Senza parole, rimase risentita a guardarlo.

« Pucey Davis! » Continuò Draco avanzando di un passo, e gesticolando in modo scomposto e confuso, come se anche quello che si agitava dentro di lui fosse piuttosto scomposto e confuso. Una cosa però era estremamente chiara in lui: « Persino Paciock sarebbe stato meno umiliante! »
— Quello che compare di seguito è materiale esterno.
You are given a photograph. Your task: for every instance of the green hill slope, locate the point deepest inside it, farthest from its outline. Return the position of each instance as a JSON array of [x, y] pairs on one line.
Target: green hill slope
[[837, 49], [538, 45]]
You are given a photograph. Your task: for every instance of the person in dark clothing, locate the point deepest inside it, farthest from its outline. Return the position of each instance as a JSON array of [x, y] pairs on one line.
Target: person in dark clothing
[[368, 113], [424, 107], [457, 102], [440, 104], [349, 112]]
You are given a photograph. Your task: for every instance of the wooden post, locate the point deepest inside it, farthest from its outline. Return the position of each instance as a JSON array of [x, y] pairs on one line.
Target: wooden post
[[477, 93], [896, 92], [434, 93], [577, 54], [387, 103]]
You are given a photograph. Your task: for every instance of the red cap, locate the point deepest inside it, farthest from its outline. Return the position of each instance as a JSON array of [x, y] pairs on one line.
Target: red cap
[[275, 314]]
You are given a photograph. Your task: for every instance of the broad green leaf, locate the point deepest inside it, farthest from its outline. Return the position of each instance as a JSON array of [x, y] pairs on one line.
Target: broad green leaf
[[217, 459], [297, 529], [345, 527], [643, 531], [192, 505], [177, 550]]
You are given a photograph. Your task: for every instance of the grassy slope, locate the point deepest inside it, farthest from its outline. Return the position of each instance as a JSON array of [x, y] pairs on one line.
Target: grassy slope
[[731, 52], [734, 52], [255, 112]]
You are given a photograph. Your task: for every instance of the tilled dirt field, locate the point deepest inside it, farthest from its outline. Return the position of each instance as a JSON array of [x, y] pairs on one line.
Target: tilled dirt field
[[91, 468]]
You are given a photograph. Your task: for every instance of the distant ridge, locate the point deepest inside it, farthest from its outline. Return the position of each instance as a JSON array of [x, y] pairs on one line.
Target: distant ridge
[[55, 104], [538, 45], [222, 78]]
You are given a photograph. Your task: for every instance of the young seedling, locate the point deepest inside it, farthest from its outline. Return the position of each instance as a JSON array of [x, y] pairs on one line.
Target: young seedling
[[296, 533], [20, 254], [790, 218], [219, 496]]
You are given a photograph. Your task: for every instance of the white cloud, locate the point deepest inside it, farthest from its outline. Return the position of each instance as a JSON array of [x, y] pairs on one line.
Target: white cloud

« Cosa?! » Ribatté, facendo a sua volta un passo in avanti allo steso modo, al punto che le loro facce erano a una spanna sola di distanza.

Si guardavano in cagnesco, come se fossero pronti a darsele da un momento all’altro. In quell’idillio, Colin Canon si intromise col suo sorriso ingenuo e sfavillante, e domandò con gioia:

« Una foto ricordo?! »

I due si girarono all’unisono, e ruggirono:

« Sloggia, Canon! »

E Colin Canon, tutto mogio, se ne andò a fotografare qualche altra idilliaca coppia.

 

*** *** ***

Sabato 13 Febbraio. Ore 23.23
Hogwarts. Aula di Trasfigurazione

 

Il fatto che Hermione fosse una cretina era dimostrata dal fatto che il cappello parlante, tra tutti i posti in cui avrebbe potuto mandarla, aveva scelto la Casa dei Grifondoro.

Detta anche, in gergo comune, la Casa dei Cretini.

Per cui era chiaro che non era proprio una persona a posto.

Ma accettando l’invito di Pucey Davis, aveva superato ogni limite consentito di cretineria, e lui, Draco Malfoy, era lì pronto a perdonarla e riprendere a parlarle.

E per perdonarla e lasciarsi quella spiacevole questione alle spalle, non chiedeva molto. No: chiedeva solo di udire dalla bocca di Hermione stessa che era stata così stupida che non osava nemmeno chiedergli di perdonarlo. Che Pucey Davis era stato un madornale sbaglio. Che anche Victor Krum lo era stato – meglio abbondare, intanto che sarebbe stata in vena di scuse. Che la sua vita era senza senso da quando aveva pensato di andare a quella festa con un altro. E che poteva anche non parlargli per anni, ma lei avrebbe continuato a sperare in una loro riconciliazione.

Solo questo, e poi l’avrebbe perdonata.

Draco il Misericordioso, l’avrebbero chiamato i romani. Altro che Commodo.

Quando però aveva visto Hermione in fondo alla sala, aveva dimenticato tutto… e l’unica cosa che aveva ardentemente desiderato era di vomitarle addosso tutta la cieca rabbia che gli era montata dentro.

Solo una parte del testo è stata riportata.